«Então não vistes?»
«O quê?»
«A foto.»
«Que foto?»
«Aquela foto que eu pus lá. Não vistes, pus
lá à bocado.»
«Ah! Essa foto. Vi, pois vi, então eu pus lá
um comentário...»
«Pusestes?»
«Pus, pus nessa e pus noutra foto que fui lá
pôr para tu ires ver.»
«Ver o quê?»
«Vais lá e vês.»
«Quando é que puseste lá mesmo essa foto?»
«Para aí há dez minutos.»
«Então não vi.»
«Pois, não deve ter passado ainda meia hora.
Mas ontem à noite... Nem queiras saber. Estive lá até às quatro.»
«Ás quatro da madrugada?»
«Sim.»
«E o passarinho cantou?»
«Não estou a entender.»
«Mas como é que tu havias de entender. Não
dormes...»
«O que é que tu tens a ver se eu durmo ou não
durmo?»
«Porquê?»
«Porque parece que te causa espécie, que tens
inveja. Mas eu agora só lá vou amanhã, para tua informação.»
«Sim, sim. É eu só acordar de noite para ir
fazer xi-xi, ir lá espreitar e ver-te lá a pôr coisas.»
«Olha que tu também te deitas cedo.»
«Eu lá ir é só até à hora de jantar. Eu de
noite só vejo a televisão.»
«Eu isso não. Eu cada vez vejo menos
televisão. Qualquer dia fico só mesmo com a internet.»
«Pois. É internet no computador, internet no
telemóvel, internet no ipad menor, internet no tablet maior... O que tu és é
uma drógada da internet.»
«Se fosse drógada da internet, como tu dizes,
não ia só lá amanhã.»
«Deixa lá que amanhã é só daqui a uma
hora...»
«O que é que dissestes?»
«Disse que daqui a uma horas estás lá.»
«Olha-me esta, até parece que não tem
telhados de vidro...»
«Agora fui eu que não percebi.»
«Olha, diz o roto ao nu...»
«Não sei que telhados de vidro estás tu a
falar.
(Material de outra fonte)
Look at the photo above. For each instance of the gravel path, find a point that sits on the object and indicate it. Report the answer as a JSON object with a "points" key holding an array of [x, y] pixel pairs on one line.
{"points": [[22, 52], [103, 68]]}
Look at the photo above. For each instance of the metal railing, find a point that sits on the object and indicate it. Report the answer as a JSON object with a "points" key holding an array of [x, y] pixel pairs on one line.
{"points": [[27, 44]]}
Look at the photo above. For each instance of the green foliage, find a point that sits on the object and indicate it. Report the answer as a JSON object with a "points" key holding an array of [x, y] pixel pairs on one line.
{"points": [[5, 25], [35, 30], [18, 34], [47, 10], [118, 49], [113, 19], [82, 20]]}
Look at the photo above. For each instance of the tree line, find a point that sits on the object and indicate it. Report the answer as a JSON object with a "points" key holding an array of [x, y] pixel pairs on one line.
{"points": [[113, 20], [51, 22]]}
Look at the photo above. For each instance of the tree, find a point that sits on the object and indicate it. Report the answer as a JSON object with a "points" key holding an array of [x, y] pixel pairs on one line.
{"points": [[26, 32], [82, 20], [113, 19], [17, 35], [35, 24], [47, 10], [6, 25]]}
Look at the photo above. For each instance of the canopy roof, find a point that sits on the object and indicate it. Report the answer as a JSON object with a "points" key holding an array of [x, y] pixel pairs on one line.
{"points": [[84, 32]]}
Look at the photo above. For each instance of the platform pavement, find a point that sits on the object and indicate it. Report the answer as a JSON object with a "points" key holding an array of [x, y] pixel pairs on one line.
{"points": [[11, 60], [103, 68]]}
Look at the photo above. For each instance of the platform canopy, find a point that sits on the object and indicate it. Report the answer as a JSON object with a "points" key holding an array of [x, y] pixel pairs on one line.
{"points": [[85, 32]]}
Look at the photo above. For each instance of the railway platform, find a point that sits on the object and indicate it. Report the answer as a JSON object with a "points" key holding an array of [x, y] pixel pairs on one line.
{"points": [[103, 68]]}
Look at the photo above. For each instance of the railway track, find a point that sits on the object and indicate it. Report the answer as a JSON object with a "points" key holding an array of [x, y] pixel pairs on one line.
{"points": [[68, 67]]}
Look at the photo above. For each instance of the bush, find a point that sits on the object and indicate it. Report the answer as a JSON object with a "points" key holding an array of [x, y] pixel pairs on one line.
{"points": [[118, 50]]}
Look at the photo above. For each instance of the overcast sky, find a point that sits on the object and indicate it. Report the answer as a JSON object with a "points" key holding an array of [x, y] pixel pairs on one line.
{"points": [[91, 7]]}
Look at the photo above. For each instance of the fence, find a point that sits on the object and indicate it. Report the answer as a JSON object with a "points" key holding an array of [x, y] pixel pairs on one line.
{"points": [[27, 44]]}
Nem quem é o roto e quem é o nu.»
«Diz lá então como é que eu sou? Diz lá então
como é que eu sou?»
«Que és uma drógada da internet. Sim, és uma
drógada da internet. Passas a vida lá! A ti é só ir lá, ir lá, ir lá. Passas a
vida toda lá, passas a vida inteira lá!»
«Deixa lá que te apanho lá muitas vezes...
Tem vezes que estás lá tanto que já não te consigo é ver à frente.»
«Isso és tu a dizer. Por mim, inventa tudo o
que quiseres. Eu até posso lá ir todos dias. Só que há uma grande diferença
entre ir lá todos dias e ir lá todos minutos. Tu se calhar até quando tomas
banho andas lá. Tomas banho, não tomas?»
«Não me estás a perguntar isto, pois não?»
«Então com tanto dispositivo, tanto
dispositivo, algum há de ser impermeável. Vai na volta ainda tens um tablet em
frente ao chuveiro. Deve ter sido o teu namorado que pôs lá um vidro especial
numa caixa de vidro ou o caralho, e aquele fica lá para tu ires vendo, deves
ter é de estar sempre a limpar as mãos...»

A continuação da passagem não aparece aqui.